The comments late Saturday in a television interview were only the latest controversial views voiced by the recently installed minister who heads a far-right party popular with Israeli settlers.
Asked by Israel's Channel 12 whether he was in favour of so-called conversion therapy and if he believed he could change a gay person, Peretz, who is also a rabbi, said "I think you can, I think you can".
"I can tell you that I have a deep knowledge of education, and I have done it too," he said.
He then talked about a student who approached him and told him he was gay.
Peretz said he hugged him, was kind to him and sought to help him "understand himself well and then decide on his own".
Israeli Prime Minister Benjamin Netanyahu, who brought Peretz's Union of Right Wing Parties into his government after April 9 elections, firmly condemned the remarks.
But Netanyahu, who heads what is seen as the most right-wing government in Israel's history, signalled no intention of firing Peretz as members of Israel's opposition demanded.
"The education minister's remarks about the gay community are not acceptable and do not reflect the stance of the government I head," he said in a statement.

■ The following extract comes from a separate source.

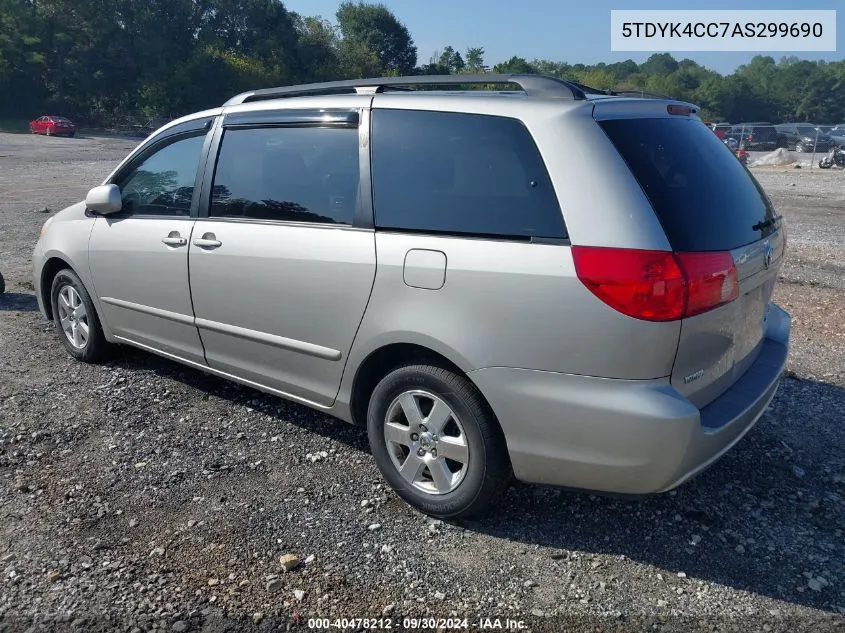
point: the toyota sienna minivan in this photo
(539, 283)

He said he spoke with Peretz "who clarified his remarks and stressed the Israeli education system will continue to accept all of Israel's children as they are, without any regard to their sexual orientation".
Gay conversion therapy has been widely found, including by Israel's health ministry, to be unscientific and potentially damaging to young people.

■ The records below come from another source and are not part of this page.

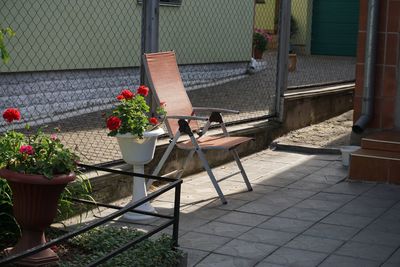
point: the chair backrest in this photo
(167, 86)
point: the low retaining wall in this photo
(301, 108)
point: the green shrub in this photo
(98, 242)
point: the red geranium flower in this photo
(113, 123)
(153, 120)
(143, 90)
(127, 94)
(11, 114)
(26, 149)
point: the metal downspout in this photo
(369, 67)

In Tel Aviv, hundreds of people demonstrated against Peretz on Sunday evening, calling on him to resign.
- 'Back to dark ages' -
"When an education minister says these kind of things it reflects his attitude and intentions toward the state education system," protester Nadav Burstein said.
"It takes us back to the dark ages."
Some protesters carried placards reading "A homophobic racist has to quit," a reference to comments made by the minister about Palestinians in the same interview.

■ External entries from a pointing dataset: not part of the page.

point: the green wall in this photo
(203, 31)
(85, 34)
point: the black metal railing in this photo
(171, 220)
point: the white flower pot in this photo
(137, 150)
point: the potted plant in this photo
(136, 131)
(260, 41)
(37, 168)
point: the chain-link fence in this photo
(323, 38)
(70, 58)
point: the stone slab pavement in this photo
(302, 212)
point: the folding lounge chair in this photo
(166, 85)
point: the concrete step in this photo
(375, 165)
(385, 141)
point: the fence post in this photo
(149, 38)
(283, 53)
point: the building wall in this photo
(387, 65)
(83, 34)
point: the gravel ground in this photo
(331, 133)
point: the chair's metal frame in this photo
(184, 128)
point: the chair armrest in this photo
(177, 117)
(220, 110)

Peretz appeared unfazed by the interviewer's suggestion that Israel would be engaged in "apartheid" if it annexed the occupied West Bank without giving Palestinians the right to vote in Israeli general elections.
"We're in a very complicated reality in Israeli society and Israel, and we will have to find the solutions -- where sovereignty will be, what will it be applied over, will it apply to people, to territory," he said.
"They certainly won't be able to vote," he said of Palestinians in the West Bank.
Demonstrators at the Tel Aviv protest carried placards calling him a "homophobic racist".
Peretz also caused outrage earlier this month over reported comments to a cabinet meeting.
Israel's Channel 13 reported that he told ministers that Jewish inter-marriage and assimilation, particularly in North America, were like a "second Holocaust".